We have a bunch of data, and we can have one mutable reference to it. But in another world, we can do something like the following:

pub struct Stack {
   data: Arc<Mutex<StackData>>
}

struct StackData {
    pub vars: Vec<(VarId, Value)>,
    ...
}

In short, stacks are just pointers to reference-counted data. In this model, we can transparently create many references to the same underlying stack data, have helper methods on Stack to lock the mutex, then access the data, and have ergonomics closer to a high-level language rather than C.

But then you pay a two-pronged cost: - all of your stacks are now reference counted objects, and you pay that cost even if that's not needed. - All of your helper methods might look like : lock the data, do thing, then return the locked data. This is kind of fine if the underlying data can be itself cloned, but the moment you want to have more nuanced locking strategies, you're lost.

In this case, amongst all the various usages of Stack, I was looking at something specific to the REPL (remember, there's the shell, but also just the language), and a handful of clones for REPL-specific code. It would be easier for me to adjust the code for these components than to pay a cost across the board just for this.

So... I went to work wrapping the stack used in the REPL code.

On a practical level this involves changings &Stacks to Arc<Mutex<Stack>>s in a couple of places. I went for a type alias to make this a bit nicer:

type ShareableStack = Arc<Mutex<Stack>>

I also added a helper method:

    pub fn into_shareable(self) -> ShareableStack {
        Arc::new(Mutex::from(self))
    }

This has an added bonus of making it quick to port existing code for testing if all of this effort is even worth it.

But there's a practical thing here: we are actually introducing locking in a place where there previously was none.

Code like

let result = do_thing_with_stack(&mut self.stack)
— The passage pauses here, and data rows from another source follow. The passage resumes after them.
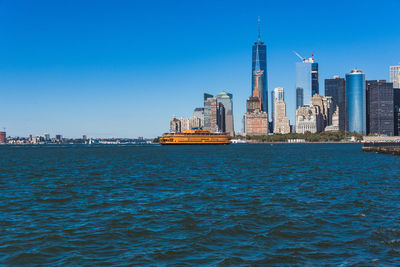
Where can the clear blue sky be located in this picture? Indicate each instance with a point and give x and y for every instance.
(124, 68)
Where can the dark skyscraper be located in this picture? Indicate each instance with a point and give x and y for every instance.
(380, 115)
(396, 100)
(259, 65)
(307, 83)
(356, 101)
(336, 88)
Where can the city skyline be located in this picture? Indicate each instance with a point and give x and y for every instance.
(87, 76)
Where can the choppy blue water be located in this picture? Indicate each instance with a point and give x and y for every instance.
(283, 204)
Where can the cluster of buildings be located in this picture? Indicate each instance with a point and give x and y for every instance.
(216, 115)
(351, 104)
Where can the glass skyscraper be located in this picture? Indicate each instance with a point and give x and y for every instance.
(380, 115)
(259, 63)
(395, 76)
(307, 83)
(356, 101)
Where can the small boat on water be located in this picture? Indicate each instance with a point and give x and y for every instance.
(195, 137)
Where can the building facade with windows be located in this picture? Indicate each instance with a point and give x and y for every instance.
(356, 101)
(380, 112)
(336, 88)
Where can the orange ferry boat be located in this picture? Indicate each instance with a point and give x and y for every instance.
(195, 137)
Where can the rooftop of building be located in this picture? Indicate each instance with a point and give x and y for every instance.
(224, 94)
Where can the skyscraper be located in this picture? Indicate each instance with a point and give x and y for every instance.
(356, 101)
(281, 121)
(226, 100)
(210, 113)
(396, 100)
(307, 83)
(259, 70)
(336, 88)
(380, 117)
(395, 76)
(276, 94)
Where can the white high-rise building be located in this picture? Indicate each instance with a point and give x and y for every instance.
(279, 94)
(395, 76)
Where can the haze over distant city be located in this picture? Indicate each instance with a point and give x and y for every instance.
(123, 69)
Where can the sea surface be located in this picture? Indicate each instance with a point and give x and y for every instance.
(249, 205)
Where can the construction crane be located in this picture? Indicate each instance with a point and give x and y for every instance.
(297, 54)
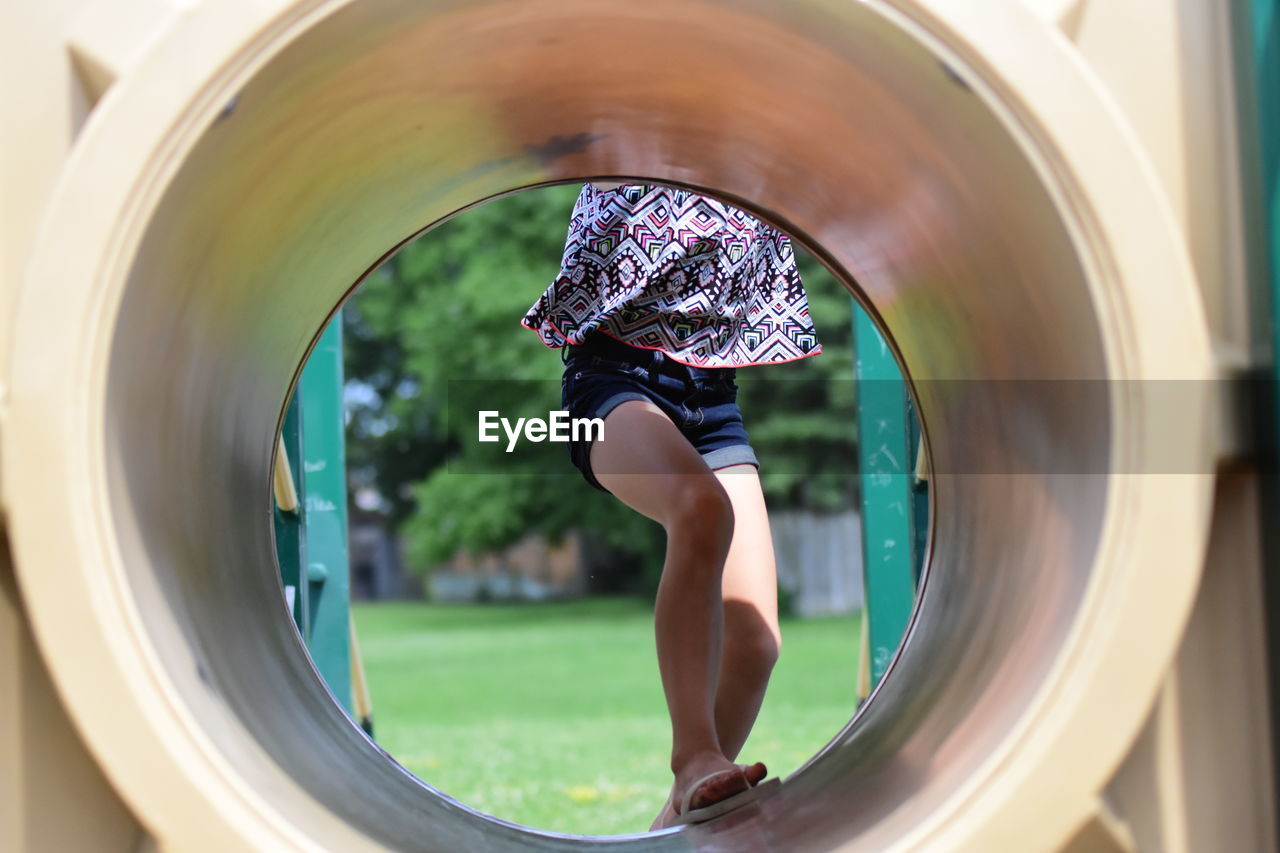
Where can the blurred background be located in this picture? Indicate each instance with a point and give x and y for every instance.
(504, 615)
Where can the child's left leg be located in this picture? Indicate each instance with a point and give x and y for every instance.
(752, 638)
(750, 591)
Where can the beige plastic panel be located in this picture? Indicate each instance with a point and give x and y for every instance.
(954, 158)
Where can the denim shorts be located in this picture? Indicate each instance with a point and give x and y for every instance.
(603, 373)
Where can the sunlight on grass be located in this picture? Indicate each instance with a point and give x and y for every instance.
(552, 715)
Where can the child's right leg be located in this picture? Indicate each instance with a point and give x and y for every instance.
(650, 466)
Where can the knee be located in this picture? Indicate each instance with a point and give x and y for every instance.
(754, 647)
(700, 512)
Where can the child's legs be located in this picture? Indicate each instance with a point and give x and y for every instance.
(650, 466)
(750, 592)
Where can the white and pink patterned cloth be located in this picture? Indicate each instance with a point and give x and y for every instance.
(673, 270)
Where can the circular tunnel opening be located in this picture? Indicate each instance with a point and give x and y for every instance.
(517, 553)
(882, 140)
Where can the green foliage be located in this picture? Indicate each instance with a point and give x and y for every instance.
(433, 337)
(553, 716)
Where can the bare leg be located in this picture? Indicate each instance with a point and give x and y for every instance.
(752, 637)
(750, 589)
(653, 469)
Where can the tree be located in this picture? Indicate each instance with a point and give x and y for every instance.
(433, 337)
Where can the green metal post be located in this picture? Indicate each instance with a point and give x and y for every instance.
(324, 500)
(1257, 30)
(886, 459)
(291, 539)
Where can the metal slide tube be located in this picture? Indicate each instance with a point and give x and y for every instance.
(952, 158)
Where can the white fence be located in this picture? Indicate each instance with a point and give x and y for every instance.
(819, 561)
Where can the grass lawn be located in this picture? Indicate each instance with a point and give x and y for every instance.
(552, 715)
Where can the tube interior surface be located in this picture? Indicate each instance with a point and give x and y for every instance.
(849, 131)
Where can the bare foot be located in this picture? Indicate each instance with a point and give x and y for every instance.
(711, 792)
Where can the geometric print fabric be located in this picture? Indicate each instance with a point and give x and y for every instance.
(670, 269)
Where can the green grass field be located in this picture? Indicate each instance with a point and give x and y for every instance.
(552, 715)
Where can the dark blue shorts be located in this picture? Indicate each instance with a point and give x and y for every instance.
(702, 402)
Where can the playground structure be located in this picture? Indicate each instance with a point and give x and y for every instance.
(1052, 195)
now needed to handle the fact that self.stack was now an Arc. Most of the time this could be done straightforwardly:

let result = {
    let mut stack = self.stack.lock().expect("Shared stack deadlock");
    do_thing_with_stack(&mut stack)
};

The important thing being that self.stack.lock() locks the value for writing, but when the stack local value falls out of scope, then the object is unlocked.

Unfortunately this pattern involves adding extra indentation. Aesthetics on this stuff does matter IMO, and in a handful of places I ended up doing something like the following instead:

let mut locked_stack = self.stack.lock().expect("Shared stack deadlock");

do_thing_1(&mut locked_stack);
do_thing_2(&mut locked_stack);
locked_stack.call_mutating_method();
// we don't need the lock anymore
drop(locked_stack);

// actually done with stack mutations now
more_stuff();
even_more_stuff();

I did this in a handful of places where it just felt better than introducing indentation, but I'm not sure that's the right decision.
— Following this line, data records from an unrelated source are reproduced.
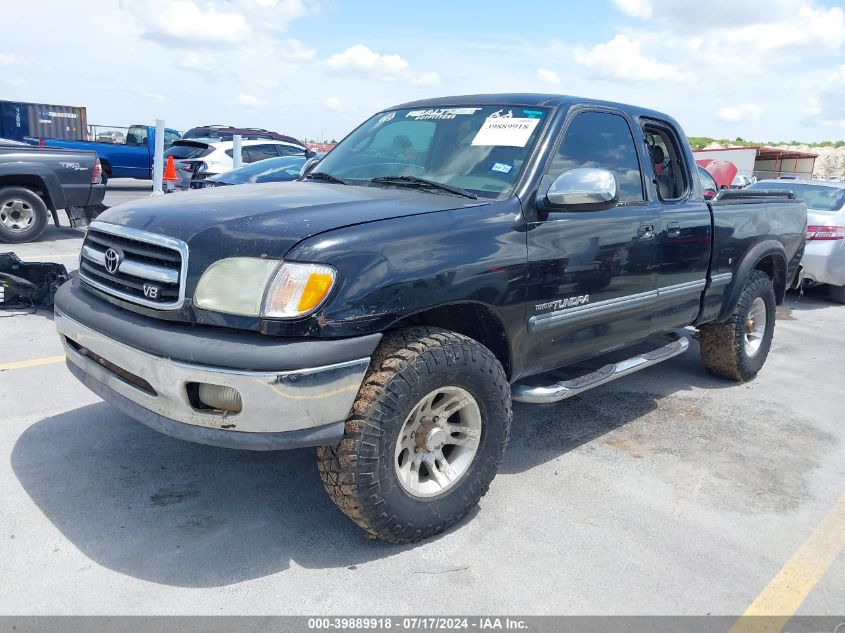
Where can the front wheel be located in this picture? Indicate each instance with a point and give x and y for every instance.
(23, 215)
(737, 349)
(425, 436)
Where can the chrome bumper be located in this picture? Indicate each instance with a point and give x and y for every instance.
(272, 402)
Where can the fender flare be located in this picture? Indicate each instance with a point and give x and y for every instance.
(746, 266)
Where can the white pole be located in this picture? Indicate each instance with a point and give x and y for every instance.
(158, 159)
(237, 151)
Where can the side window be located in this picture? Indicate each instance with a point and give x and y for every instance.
(670, 174)
(708, 184)
(137, 135)
(603, 141)
(254, 153)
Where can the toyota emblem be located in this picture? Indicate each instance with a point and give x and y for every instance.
(112, 260)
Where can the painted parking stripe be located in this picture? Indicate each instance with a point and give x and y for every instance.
(783, 596)
(32, 362)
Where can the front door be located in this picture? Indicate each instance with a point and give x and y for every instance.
(591, 274)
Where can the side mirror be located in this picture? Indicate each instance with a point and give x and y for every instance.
(309, 166)
(583, 188)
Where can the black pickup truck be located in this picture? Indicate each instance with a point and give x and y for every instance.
(35, 182)
(439, 263)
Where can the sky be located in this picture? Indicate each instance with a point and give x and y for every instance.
(768, 71)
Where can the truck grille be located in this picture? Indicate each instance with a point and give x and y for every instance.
(141, 267)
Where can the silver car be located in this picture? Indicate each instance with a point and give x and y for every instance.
(824, 255)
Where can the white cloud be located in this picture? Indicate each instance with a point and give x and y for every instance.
(196, 61)
(828, 106)
(266, 83)
(153, 96)
(548, 76)
(295, 51)
(184, 23)
(635, 8)
(360, 60)
(621, 59)
(742, 113)
(248, 101)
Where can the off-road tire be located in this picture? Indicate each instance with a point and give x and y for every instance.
(359, 473)
(39, 224)
(722, 344)
(836, 294)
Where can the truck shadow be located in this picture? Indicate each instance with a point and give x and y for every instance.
(541, 433)
(187, 515)
(182, 514)
(58, 234)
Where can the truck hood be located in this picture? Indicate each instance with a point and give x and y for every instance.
(269, 218)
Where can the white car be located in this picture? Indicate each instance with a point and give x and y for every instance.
(824, 255)
(197, 159)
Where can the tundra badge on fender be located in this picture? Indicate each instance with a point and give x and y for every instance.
(569, 302)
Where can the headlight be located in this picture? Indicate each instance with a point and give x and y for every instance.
(250, 286)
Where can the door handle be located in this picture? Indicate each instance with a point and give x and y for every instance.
(645, 231)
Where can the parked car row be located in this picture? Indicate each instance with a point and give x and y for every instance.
(199, 159)
(37, 182)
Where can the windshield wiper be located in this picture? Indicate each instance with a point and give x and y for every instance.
(325, 177)
(422, 183)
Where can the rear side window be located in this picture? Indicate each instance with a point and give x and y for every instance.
(601, 140)
(187, 150)
(289, 150)
(670, 174)
(170, 138)
(707, 182)
(137, 135)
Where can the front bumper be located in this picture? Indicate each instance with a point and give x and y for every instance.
(284, 408)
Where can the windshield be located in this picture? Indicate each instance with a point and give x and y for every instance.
(269, 170)
(478, 149)
(816, 197)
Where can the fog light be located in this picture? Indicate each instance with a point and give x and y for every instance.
(220, 397)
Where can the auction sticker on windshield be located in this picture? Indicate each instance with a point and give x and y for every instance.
(505, 130)
(440, 113)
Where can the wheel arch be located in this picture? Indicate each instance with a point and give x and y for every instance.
(768, 256)
(476, 320)
(37, 185)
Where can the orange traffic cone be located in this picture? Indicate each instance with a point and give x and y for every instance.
(170, 171)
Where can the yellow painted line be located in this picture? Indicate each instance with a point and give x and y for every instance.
(32, 362)
(785, 594)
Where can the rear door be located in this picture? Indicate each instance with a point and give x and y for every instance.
(591, 276)
(682, 227)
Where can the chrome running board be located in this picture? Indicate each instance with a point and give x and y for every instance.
(540, 394)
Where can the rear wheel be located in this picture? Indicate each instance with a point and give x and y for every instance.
(836, 293)
(425, 436)
(737, 349)
(23, 215)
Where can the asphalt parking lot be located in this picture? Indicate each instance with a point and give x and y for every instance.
(666, 492)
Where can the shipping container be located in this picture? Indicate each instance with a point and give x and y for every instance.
(41, 120)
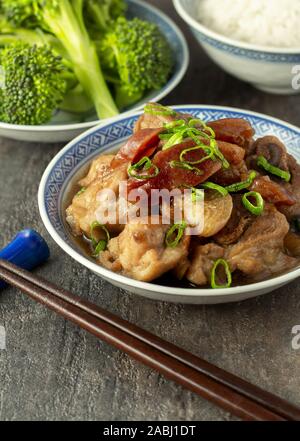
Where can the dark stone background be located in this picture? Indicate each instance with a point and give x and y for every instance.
(53, 370)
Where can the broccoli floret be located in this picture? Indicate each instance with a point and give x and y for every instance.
(64, 19)
(19, 12)
(32, 84)
(136, 57)
(101, 13)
200-or-so lines of changes later, I have CI as green, my own performance issue fixed, and a PR in review. There were some very quick and thoughtful reactions, and I'm hopeful that sme variation of my change will actually get merged in.
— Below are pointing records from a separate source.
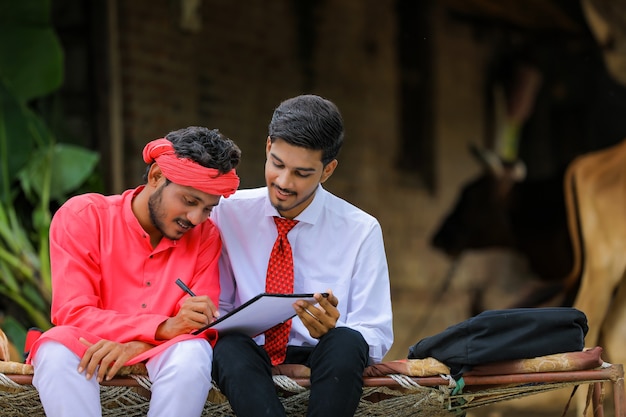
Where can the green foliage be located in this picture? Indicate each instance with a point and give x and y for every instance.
(35, 170)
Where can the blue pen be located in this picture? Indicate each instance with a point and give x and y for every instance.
(185, 288)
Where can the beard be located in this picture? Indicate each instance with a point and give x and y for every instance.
(158, 214)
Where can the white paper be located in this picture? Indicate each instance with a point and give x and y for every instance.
(259, 314)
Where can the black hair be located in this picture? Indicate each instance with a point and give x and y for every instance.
(311, 122)
(207, 147)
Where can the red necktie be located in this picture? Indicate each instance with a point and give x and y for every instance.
(279, 280)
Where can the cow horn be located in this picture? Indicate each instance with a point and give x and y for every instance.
(488, 159)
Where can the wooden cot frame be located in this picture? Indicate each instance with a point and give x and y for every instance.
(518, 384)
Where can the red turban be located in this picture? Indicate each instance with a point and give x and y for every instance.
(186, 172)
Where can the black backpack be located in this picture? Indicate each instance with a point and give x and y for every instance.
(501, 335)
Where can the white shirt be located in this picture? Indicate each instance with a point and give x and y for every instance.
(335, 246)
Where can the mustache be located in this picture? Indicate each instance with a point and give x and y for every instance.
(186, 223)
(283, 190)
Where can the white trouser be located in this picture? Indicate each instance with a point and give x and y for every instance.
(180, 376)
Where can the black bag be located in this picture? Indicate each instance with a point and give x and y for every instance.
(500, 335)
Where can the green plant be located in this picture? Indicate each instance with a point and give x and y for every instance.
(36, 171)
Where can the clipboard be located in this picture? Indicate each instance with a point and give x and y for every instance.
(258, 314)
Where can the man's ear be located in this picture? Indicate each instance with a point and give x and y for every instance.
(268, 146)
(328, 170)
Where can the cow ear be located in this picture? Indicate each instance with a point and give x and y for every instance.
(518, 171)
(488, 159)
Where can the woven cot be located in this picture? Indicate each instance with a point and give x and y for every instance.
(400, 388)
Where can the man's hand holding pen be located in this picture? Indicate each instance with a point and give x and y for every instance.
(195, 313)
(318, 319)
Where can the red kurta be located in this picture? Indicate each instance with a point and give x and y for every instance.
(109, 283)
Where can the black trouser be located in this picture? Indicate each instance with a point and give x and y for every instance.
(243, 373)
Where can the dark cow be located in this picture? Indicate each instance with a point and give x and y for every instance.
(502, 209)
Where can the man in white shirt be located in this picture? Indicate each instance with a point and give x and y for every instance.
(337, 248)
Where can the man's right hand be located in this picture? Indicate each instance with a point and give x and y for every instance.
(195, 313)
This was an afternoon of digging and trying to fix a problem. I had gone in hoping to improve my profiling chops, but hit a bunch of dead ends there. gdb was helpful in helping me to diagnose where relevant calls to clone() were, and ultimately I feel very lucky to have been working on code where there were really only a handful of usages.

Things like building nu in debug mode and without name stripping didn't seem to help tools provide much more information, but just printing out log messages worked well enough. It is personally unsatisfying because I feel like I got lucky finding the issue.

My notes included some vague learnings, but really I just struggle to get perf to give me the magical feeling I'd get with Python's profile + snakeviz. I understand they're different toolkits, though. I was hoping that while writing up this experience I'd come across some deeper realizsations, but I fundamentally didn't.